Богдан вышел из машины. Не было пустыря. И недостроя того заброшенного не было. Вместо этого возвышался новый квартал, под который, очевидно, снесли располагавшиеся чуть ниже по улице старые четырехэтажки.

Ничего не осталось.

Лишь дерьмо, за которое ему ответ держать. Перед собой держать. Не перед кем-то. А еще желание. Дикое желание, примитивное, такое, что зудит в тебе, и ты готов на все, даже кожу с себя содрать, чтобы избавиться от этого зуда.

Вернуть все. Её любовь, её смех, её счастье. Заполнить собой весь её мир. Стать этим миром.

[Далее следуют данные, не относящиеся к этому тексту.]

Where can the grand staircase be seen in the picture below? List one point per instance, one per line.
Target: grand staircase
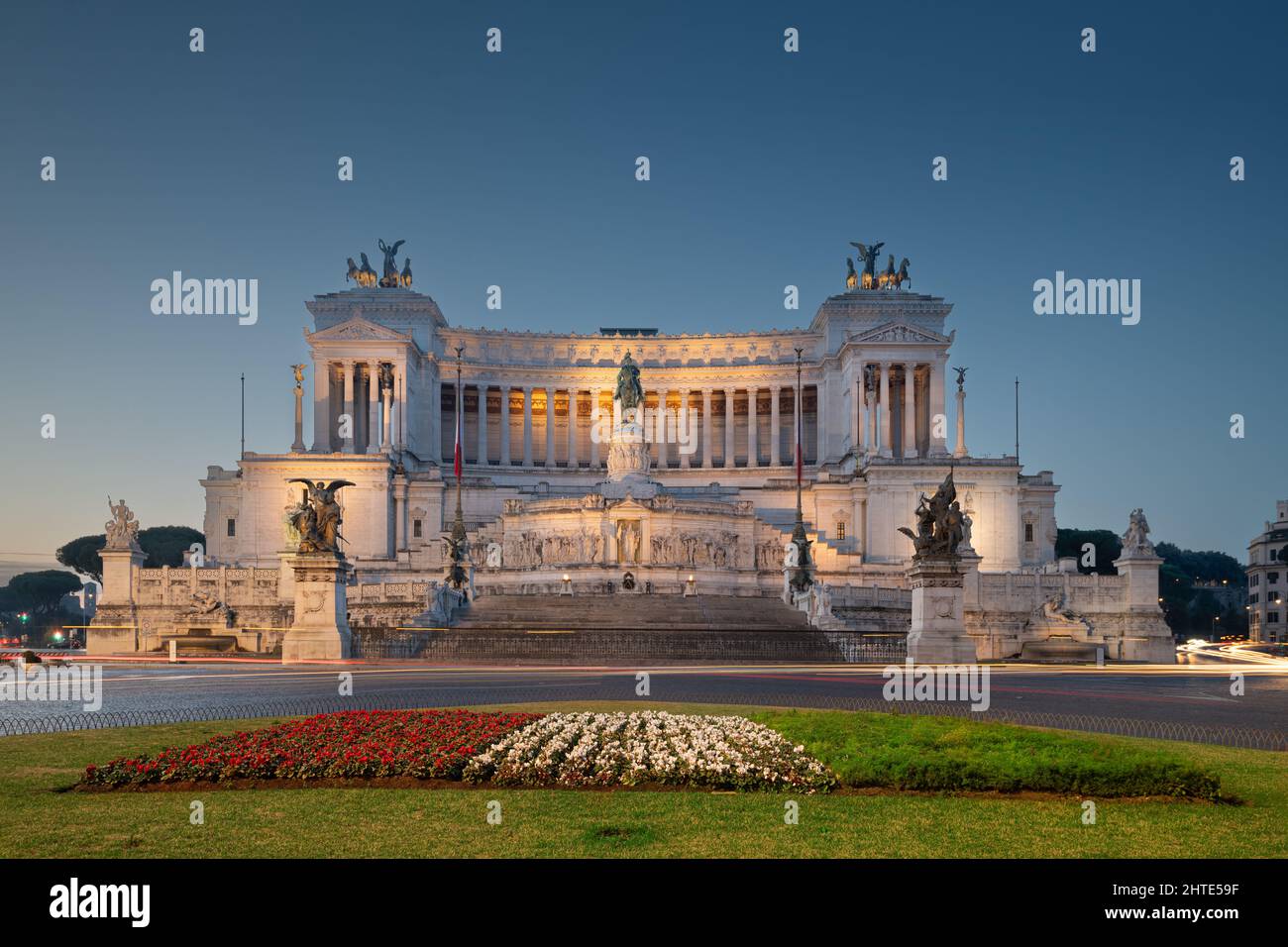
(622, 612)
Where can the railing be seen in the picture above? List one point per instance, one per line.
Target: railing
(505, 696)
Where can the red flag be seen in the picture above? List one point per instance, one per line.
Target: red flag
(456, 460)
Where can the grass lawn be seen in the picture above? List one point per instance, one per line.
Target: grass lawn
(40, 818)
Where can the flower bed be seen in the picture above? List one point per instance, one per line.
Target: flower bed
(421, 744)
(648, 748)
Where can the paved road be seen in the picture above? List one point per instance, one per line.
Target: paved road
(1197, 693)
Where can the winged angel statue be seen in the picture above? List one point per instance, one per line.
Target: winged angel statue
(317, 517)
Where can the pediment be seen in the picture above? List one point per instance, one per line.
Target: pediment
(900, 333)
(357, 329)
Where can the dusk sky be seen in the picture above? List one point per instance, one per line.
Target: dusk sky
(516, 169)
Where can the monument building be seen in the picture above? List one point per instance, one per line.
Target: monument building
(774, 464)
(1267, 579)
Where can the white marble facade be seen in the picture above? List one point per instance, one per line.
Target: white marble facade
(874, 415)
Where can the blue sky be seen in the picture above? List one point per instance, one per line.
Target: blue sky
(518, 169)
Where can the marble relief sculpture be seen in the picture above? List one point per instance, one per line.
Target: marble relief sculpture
(123, 528)
(1136, 539)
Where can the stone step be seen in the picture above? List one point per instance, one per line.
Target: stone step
(629, 611)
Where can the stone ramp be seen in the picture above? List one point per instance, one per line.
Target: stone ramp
(629, 611)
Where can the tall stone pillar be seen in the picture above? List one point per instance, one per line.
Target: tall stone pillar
(596, 425)
(297, 444)
(870, 408)
(321, 407)
(729, 428)
(798, 421)
(910, 408)
(527, 427)
(482, 386)
(938, 444)
(373, 407)
(385, 444)
(776, 428)
(682, 423)
(320, 630)
(707, 424)
(348, 368)
(884, 401)
(820, 445)
(505, 423)
(404, 415)
(857, 415)
(550, 427)
(572, 428)
(960, 450)
(660, 431)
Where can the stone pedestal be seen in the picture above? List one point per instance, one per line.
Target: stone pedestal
(321, 626)
(1146, 635)
(627, 453)
(938, 631)
(115, 626)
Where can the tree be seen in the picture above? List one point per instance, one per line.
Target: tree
(1107, 544)
(81, 554)
(1207, 566)
(163, 545)
(39, 592)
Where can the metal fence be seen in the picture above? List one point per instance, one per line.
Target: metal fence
(501, 694)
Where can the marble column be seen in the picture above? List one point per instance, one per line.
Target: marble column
(596, 425)
(527, 427)
(373, 407)
(297, 444)
(482, 392)
(660, 429)
(505, 424)
(798, 420)
(870, 408)
(707, 434)
(960, 450)
(729, 428)
(321, 407)
(550, 427)
(938, 444)
(348, 368)
(776, 428)
(385, 444)
(857, 415)
(910, 408)
(820, 445)
(572, 428)
(402, 414)
(682, 423)
(884, 401)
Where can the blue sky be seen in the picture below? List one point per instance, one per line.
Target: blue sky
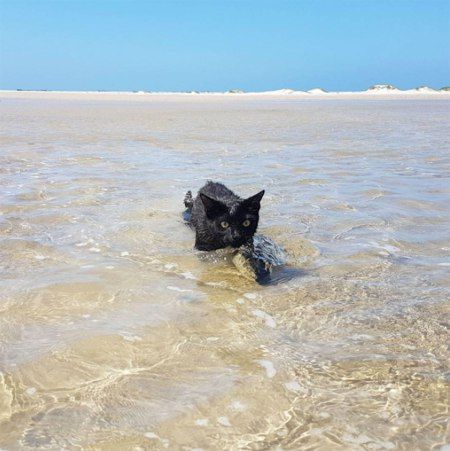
(220, 45)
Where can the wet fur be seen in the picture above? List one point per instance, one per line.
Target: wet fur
(214, 204)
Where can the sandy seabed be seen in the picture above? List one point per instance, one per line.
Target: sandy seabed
(115, 334)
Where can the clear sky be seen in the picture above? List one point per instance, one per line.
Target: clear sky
(221, 45)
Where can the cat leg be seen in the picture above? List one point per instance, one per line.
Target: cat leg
(188, 203)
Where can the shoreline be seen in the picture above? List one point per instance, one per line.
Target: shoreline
(275, 95)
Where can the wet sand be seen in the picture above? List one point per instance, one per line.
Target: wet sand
(115, 334)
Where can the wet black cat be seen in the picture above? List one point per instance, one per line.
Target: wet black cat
(221, 218)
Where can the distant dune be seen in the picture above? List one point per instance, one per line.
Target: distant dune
(379, 90)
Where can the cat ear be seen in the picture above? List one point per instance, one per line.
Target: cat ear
(253, 203)
(213, 207)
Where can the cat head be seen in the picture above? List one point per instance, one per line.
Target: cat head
(232, 225)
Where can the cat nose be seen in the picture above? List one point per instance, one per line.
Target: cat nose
(235, 234)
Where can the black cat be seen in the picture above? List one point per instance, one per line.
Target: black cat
(220, 218)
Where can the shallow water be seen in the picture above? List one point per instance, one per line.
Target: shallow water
(115, 334)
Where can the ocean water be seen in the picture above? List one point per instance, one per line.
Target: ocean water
(116, 334)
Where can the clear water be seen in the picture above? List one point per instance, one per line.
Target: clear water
(115, 334)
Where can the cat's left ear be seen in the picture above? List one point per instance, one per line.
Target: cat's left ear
(253, 203)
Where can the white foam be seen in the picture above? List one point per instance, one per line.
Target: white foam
(224, 421)
(180, 290)
(268, 319)
(293, 386)
(31, 391)
(269, 367)
(202, 422)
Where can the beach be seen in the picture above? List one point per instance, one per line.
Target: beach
(116, 334)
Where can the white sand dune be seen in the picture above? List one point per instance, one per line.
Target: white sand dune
(377, 91)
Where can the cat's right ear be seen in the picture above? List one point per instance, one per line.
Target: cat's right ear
(213, 207)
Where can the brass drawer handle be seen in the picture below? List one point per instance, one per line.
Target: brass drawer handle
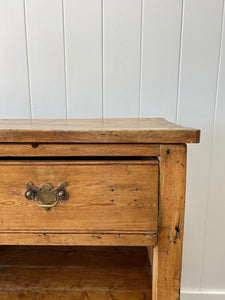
(46, 196)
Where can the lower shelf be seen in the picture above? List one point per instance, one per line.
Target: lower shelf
(80, 273)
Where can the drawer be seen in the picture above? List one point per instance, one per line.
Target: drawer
(113, 195)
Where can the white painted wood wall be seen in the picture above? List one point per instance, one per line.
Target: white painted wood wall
(131, 58)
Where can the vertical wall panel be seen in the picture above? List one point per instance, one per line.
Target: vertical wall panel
(214, 261)
(200, 56)
(160, 61)
(46, 58)
(121, 57)
(14, 90)
(83, 35)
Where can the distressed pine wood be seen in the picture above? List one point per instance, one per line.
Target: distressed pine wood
(96, 131)
(79, 238)
(104, 195)
(167, 256)
(75, 273)
(60, 150)
(127, 186)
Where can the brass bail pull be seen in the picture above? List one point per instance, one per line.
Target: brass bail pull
(46, 196)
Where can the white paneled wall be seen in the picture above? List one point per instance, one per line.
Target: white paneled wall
(131, 58)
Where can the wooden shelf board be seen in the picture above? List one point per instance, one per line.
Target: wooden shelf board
(82, 273)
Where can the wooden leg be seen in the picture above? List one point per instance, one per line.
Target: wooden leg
(167, 256)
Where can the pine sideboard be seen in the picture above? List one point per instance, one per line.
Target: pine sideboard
(70, 186)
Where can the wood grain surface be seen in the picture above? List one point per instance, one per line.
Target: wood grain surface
(167, 256)
(104, 195)
(75, 273)
(137, 130)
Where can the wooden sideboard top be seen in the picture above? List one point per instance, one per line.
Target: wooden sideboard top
(137, 130)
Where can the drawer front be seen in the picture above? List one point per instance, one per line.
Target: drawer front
(104, 195)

Невозможно и дальше обманываться. Правда все равно настигнет. Он своими руками сломал свое счастье. И не было этому оправданий. Все, чем он кормил себя столько лет — вся это туфта, что им без него было только лучше — дерьмо собачье! Да к черту! Он ведь не от них убегал. От себя! До усрачки боясь, что не справится с новой ролью. Ему легко было обвинять собственных родителей в том, что они испортили его детство. Не зная нормальной семьи, не понимая, как это — любить кого-то, он до икоты испугался, что и сам провалит этот экзамен. Испортит жизни ни в чем не повинному человеку. Своей плоти и крови. Он струсил… А Рита сделала все, чтобы детство их сына было счастливым. Она даже письма ему писала. Только чтобы Марк не подумал, будто не нужен собственному отцу. Она выгораживала его, наступая на глотку собственным чувствам.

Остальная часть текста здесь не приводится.